Critics had said of the novel that is was ‘dream-like’ or ‘ Kafkaesque’, but this seemed in the end an inadequate vocabulary to describe the particular strangenesses of Ishiguro’s fictional, mitteleuropäisch city. In the end — after half-a-dozen readings — I came to view the novel as an extravagant parable about the excesses of a culture saturated by melancholia. The novel seemed to be a kind of response to the trauma culture of the 1990s.
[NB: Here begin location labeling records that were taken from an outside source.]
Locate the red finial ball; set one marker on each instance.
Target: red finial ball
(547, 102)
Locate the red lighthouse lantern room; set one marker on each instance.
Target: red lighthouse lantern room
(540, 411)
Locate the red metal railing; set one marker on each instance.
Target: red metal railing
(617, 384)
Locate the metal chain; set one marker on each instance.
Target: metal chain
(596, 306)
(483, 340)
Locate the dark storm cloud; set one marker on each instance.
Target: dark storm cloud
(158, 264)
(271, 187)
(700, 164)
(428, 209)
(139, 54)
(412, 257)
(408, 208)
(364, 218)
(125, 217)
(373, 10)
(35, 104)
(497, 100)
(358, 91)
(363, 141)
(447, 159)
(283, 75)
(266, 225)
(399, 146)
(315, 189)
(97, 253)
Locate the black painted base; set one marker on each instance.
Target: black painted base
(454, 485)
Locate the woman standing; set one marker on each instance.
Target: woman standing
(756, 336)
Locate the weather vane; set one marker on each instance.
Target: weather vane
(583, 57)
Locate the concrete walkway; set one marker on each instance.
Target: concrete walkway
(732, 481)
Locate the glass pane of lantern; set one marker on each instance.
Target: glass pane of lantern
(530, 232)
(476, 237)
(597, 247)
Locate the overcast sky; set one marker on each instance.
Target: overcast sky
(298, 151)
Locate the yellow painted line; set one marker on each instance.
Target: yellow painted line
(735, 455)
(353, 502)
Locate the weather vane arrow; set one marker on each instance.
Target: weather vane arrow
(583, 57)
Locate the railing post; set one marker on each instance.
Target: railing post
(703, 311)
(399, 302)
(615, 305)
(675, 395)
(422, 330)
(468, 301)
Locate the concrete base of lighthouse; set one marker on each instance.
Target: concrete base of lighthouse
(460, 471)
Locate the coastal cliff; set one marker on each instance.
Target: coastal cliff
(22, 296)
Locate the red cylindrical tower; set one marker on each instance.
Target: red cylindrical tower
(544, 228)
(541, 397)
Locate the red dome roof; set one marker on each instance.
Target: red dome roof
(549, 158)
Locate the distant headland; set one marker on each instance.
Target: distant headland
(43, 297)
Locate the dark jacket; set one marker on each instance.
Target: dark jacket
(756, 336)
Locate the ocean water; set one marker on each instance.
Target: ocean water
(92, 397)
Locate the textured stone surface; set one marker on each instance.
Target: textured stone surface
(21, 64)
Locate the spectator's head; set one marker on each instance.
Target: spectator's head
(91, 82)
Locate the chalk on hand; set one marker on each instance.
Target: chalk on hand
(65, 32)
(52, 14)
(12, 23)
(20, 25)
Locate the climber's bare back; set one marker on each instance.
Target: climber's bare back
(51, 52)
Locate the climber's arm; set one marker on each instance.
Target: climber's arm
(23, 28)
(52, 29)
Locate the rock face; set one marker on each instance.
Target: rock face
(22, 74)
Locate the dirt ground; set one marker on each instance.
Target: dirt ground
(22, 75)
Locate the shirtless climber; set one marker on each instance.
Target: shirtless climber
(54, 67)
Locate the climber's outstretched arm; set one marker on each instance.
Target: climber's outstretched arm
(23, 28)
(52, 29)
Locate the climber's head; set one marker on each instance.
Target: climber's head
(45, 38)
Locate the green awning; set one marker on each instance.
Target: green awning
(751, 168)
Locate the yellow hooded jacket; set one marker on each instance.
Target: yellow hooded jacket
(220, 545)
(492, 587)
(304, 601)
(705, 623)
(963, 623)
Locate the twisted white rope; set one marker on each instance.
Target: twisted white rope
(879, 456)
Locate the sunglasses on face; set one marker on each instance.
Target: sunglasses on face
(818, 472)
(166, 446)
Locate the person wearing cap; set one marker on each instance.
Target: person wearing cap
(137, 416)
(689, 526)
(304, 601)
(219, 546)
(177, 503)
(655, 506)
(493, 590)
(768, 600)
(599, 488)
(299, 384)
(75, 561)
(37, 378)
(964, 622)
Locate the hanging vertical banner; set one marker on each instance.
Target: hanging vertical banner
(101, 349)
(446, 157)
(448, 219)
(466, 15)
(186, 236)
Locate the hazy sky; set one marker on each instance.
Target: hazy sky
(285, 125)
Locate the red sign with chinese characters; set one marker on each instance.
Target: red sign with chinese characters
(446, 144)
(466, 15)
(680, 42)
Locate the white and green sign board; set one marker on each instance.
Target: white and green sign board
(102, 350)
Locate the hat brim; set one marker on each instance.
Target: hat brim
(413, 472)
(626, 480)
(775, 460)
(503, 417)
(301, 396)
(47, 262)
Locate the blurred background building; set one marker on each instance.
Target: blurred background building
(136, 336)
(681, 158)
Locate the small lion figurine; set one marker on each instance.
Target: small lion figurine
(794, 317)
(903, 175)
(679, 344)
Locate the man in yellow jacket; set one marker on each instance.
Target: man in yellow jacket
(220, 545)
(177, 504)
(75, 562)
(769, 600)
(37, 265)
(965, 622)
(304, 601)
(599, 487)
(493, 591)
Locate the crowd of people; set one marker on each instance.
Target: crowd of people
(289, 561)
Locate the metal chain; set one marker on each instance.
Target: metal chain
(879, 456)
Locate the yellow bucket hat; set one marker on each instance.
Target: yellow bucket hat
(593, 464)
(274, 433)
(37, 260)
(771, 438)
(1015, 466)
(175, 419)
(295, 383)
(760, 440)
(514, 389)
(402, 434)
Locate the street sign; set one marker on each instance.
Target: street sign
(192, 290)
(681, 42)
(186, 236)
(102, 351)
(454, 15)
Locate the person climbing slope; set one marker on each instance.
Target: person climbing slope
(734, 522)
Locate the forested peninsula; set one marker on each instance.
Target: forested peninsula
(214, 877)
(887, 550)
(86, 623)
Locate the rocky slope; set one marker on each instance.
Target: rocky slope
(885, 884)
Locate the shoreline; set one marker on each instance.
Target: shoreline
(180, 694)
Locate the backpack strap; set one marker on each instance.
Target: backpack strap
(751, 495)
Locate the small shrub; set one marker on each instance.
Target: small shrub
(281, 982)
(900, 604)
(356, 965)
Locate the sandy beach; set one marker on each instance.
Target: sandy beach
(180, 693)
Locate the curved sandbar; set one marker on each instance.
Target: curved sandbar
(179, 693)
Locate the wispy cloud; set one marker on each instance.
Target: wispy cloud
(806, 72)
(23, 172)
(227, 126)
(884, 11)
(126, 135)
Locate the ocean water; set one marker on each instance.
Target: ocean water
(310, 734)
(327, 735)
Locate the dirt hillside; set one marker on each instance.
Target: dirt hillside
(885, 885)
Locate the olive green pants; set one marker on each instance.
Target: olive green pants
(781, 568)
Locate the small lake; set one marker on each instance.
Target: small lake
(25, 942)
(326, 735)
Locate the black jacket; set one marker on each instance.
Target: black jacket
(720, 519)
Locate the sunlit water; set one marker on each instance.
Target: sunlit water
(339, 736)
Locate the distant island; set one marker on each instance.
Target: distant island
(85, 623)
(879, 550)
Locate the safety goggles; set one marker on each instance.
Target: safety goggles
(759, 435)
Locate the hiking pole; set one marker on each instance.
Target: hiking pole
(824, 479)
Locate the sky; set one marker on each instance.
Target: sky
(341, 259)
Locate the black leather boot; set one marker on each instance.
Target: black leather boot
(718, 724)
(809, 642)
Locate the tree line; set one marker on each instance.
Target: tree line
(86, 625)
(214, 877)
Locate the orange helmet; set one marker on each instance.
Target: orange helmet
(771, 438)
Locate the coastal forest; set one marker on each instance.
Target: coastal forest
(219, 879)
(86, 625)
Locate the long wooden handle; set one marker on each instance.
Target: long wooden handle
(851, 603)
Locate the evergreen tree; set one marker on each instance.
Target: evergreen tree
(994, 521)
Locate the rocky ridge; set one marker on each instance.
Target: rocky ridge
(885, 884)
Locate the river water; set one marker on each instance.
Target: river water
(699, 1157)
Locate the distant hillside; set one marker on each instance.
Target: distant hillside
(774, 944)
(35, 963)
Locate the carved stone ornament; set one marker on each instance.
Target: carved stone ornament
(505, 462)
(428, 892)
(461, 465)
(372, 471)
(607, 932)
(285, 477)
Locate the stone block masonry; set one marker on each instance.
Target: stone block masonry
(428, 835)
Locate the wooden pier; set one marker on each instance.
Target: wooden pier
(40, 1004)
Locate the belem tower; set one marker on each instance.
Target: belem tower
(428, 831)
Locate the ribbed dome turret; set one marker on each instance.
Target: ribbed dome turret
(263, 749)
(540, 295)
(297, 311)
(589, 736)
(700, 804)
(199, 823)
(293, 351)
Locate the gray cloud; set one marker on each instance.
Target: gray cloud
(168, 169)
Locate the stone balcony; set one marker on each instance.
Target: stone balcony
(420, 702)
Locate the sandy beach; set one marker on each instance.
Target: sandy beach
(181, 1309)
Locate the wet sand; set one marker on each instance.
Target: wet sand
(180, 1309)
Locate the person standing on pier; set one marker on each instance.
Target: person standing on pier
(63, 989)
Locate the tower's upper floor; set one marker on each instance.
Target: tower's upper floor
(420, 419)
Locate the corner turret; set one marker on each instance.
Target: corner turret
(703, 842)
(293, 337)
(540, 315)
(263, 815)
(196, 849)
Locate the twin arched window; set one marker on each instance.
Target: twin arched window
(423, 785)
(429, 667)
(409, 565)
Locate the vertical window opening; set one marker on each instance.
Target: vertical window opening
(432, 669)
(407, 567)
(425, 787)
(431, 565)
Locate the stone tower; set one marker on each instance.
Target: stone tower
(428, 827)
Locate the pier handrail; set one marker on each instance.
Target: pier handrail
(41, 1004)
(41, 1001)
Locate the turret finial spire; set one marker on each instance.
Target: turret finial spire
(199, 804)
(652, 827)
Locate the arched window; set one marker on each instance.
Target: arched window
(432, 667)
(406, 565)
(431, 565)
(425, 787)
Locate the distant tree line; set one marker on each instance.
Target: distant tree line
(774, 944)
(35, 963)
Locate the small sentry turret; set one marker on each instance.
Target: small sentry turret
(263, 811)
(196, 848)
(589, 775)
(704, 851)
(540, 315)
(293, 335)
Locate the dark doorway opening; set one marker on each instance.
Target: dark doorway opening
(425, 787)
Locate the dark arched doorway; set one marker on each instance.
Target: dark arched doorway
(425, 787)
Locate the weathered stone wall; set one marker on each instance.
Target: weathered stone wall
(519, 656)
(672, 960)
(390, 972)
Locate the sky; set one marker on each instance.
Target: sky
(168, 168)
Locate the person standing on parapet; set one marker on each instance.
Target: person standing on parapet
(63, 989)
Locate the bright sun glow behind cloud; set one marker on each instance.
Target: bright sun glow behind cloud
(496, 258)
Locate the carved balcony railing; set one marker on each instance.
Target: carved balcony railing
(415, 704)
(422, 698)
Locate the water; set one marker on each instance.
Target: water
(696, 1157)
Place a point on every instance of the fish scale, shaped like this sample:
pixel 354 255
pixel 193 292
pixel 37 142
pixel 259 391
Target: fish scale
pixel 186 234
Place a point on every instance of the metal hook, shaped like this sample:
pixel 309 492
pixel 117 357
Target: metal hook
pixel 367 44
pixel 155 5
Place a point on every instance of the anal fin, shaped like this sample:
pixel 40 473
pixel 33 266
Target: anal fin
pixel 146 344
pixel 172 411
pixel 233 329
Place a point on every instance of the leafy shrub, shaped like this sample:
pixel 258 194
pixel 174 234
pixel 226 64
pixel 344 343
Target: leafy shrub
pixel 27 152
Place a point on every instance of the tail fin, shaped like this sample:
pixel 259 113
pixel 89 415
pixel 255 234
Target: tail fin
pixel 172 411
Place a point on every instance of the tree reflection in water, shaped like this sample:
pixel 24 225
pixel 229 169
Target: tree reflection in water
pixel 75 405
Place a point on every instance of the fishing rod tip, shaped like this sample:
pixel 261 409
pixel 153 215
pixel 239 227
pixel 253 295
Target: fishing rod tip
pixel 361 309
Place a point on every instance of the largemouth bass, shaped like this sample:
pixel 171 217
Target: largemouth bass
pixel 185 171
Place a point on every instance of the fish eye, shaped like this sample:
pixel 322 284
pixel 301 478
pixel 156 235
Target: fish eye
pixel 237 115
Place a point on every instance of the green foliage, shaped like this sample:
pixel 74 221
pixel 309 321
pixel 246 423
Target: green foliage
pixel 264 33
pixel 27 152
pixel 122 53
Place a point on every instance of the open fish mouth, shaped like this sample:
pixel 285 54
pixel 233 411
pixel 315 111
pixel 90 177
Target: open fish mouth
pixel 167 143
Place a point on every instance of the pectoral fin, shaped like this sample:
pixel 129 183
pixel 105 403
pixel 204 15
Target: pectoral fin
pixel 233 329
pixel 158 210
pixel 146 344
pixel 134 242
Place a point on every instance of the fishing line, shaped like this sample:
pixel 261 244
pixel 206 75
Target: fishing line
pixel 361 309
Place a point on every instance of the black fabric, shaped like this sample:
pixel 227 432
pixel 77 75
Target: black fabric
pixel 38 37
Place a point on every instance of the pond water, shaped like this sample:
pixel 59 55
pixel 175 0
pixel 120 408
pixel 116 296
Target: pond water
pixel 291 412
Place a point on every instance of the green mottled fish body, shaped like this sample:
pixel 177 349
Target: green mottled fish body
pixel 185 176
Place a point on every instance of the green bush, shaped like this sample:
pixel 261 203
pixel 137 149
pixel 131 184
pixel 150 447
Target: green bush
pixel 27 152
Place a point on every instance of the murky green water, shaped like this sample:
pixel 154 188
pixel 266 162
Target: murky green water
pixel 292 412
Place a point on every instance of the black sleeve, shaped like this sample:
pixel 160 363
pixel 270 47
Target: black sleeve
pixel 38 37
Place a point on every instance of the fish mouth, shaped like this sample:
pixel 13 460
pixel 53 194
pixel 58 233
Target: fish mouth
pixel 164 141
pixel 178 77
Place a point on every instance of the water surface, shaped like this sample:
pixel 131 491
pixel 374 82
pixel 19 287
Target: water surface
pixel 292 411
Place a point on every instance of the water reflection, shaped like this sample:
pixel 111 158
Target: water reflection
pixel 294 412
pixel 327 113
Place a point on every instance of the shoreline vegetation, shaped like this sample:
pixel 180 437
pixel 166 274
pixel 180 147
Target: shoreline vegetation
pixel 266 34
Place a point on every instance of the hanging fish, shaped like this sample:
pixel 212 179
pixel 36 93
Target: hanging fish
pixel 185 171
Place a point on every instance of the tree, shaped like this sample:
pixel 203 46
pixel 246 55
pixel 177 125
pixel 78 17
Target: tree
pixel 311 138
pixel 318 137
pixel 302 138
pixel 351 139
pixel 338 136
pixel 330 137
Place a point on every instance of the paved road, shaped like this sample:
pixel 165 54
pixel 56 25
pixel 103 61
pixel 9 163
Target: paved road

Cultural responses to trauma, broadly speaking, can be mapped across high and popular forms in terms of their differing attitudes to the ethics of representation, to the capacity of narrative to heal or reconvene the self, and to what might count as traumatic experience as such. Ishiguro's novel performs the ‘high' trauma aesthetic, obeying the Lyotardian ethical imperative to represent traumatic experience only through its painful repetitions, but places at the novel's aporetic centre a ‘trauma' close in character to the ‘tragic life stories' of the memoir boom. This unsettling of the modernist dichotomy between high art and popular culture draws attention to the problems of a prescriptive ‘experimental' aesthetic for the authentic expression of traumatic experience. However, rather than grafting The Unconsoled onto the existing canon of trauma fiction, I argued the novel should be understood as an active participant in the debates on trauma, moving both with and against recent cultural theories of memory.
The most salient point here was that the theory brought to bear on the novel didn’t really explicate it in any neat way; as an academic, critical practice will often be to ‘apply’ theory — which is hierarchically superior in some way — to a subject. Works of art are often imagined to be symptomatic of a moment in culture, which can be explained by a disinterested critical language. Ishiguro’s novel, I argued, moved with and against prevalent theories of trauma and temporality, refusing a position subservient to a body of theory that was supposed to account for it. But this sort of argument about status is probably about right from an academic who was about to exit university life and become a street trader, and then a furniture maker.
Years later, while writing ‘Each Eye is Haunted’, I found myself listening to Ed Dowie’s first album on repeat. It turned out he’d taken the punning title, ‘The Uncle Sold’, from a fascination with Ishiguro’s novel.